Such invisibility feels suspiciously akin to unaccountability, which is hard to defend when it’s public money being disbursed. It would also be interesting to know whether those higher up in the organisation were informed of Aye Write’s plight, not to mention other controversial decisions. If they were, there would surely have been a pause for a rethink, because axing the lifeline of a long-established and much-loved event was guaranteed to cause a furore.

It’s not the first injury Glasgow has suffered. Despite its manifold shortcomings, the Edinburgh Film Festival has always seemed to receive Creative Scotland funding as if from a magic money tree, whilst the fantastic and highly popular Glasgow Film Festival is less favoured.
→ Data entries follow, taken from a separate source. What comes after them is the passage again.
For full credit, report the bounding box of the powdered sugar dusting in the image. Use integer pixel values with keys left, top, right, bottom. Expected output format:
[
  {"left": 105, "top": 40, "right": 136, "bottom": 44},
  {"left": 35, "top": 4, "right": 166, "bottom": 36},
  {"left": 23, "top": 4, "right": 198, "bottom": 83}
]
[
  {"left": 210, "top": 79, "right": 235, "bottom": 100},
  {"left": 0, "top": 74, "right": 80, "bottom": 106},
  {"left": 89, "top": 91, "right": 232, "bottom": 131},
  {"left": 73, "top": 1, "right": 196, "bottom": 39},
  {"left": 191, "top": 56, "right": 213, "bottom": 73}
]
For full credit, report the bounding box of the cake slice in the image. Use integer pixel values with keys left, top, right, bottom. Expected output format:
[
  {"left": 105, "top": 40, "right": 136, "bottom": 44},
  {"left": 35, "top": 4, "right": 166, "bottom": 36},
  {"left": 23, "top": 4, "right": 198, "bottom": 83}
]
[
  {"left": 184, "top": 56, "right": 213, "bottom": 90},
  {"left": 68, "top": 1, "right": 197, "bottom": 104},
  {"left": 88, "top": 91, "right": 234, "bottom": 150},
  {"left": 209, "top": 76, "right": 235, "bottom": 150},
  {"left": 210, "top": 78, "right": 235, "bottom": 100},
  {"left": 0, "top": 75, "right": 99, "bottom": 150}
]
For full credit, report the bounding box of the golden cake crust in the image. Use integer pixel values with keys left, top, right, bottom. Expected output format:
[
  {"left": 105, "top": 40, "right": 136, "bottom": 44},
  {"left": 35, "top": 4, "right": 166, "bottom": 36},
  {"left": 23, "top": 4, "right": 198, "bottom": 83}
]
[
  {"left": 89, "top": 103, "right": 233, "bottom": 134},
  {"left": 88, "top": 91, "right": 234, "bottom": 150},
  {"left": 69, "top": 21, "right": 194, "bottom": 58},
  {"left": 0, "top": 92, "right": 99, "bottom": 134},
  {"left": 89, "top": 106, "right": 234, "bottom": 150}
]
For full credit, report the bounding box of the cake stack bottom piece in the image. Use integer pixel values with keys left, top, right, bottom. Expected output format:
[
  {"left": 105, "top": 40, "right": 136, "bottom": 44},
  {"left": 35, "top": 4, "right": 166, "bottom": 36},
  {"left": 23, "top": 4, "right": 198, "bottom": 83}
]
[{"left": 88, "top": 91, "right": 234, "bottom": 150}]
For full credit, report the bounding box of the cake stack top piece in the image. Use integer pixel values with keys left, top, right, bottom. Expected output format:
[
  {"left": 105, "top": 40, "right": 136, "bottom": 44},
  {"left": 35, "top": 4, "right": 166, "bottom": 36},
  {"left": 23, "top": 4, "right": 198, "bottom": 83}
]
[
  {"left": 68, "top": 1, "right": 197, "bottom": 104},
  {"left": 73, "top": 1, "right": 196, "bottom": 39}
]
Equally, as The Herald’s recent investigation into the fate of the Glasgow School of Art has shown, no-one is dynamically forcing its rebuilding forward. Whilst all those invested in its future – the Scottish Government, Glasgow City Council, the School of Art – need to be involved, this project appears to be on hold. Mackintosh’s masterpiece was a jewel in Glasgow’s crown, but it was also one of Scotland’s greatest buildings. As such, everyone in the country has a stake in seeing it returned to a glorious landmark of which the nation can be proud.

All of this suggests that nobody is concerned about Glasgow’s best interests or has a vision for its cultural future. Yet if Scotland is to thrive, then Glasgow must thrive. It must be treated as one of the great cultural hubs of Britain. Some of its legacy as City of Culture in 1990 remains, but it is decidedly frayed around the edges.

That the First Minister reacted to the news of Aye Write by saying he would “look at what potential support the Scottish government can give” suggests all might not be lost. Whatever the outcome, however, Creative Scotland must do some profound soul-searching, as it investigates how it reaches decisions that have such destabilising and far-reaching consequences.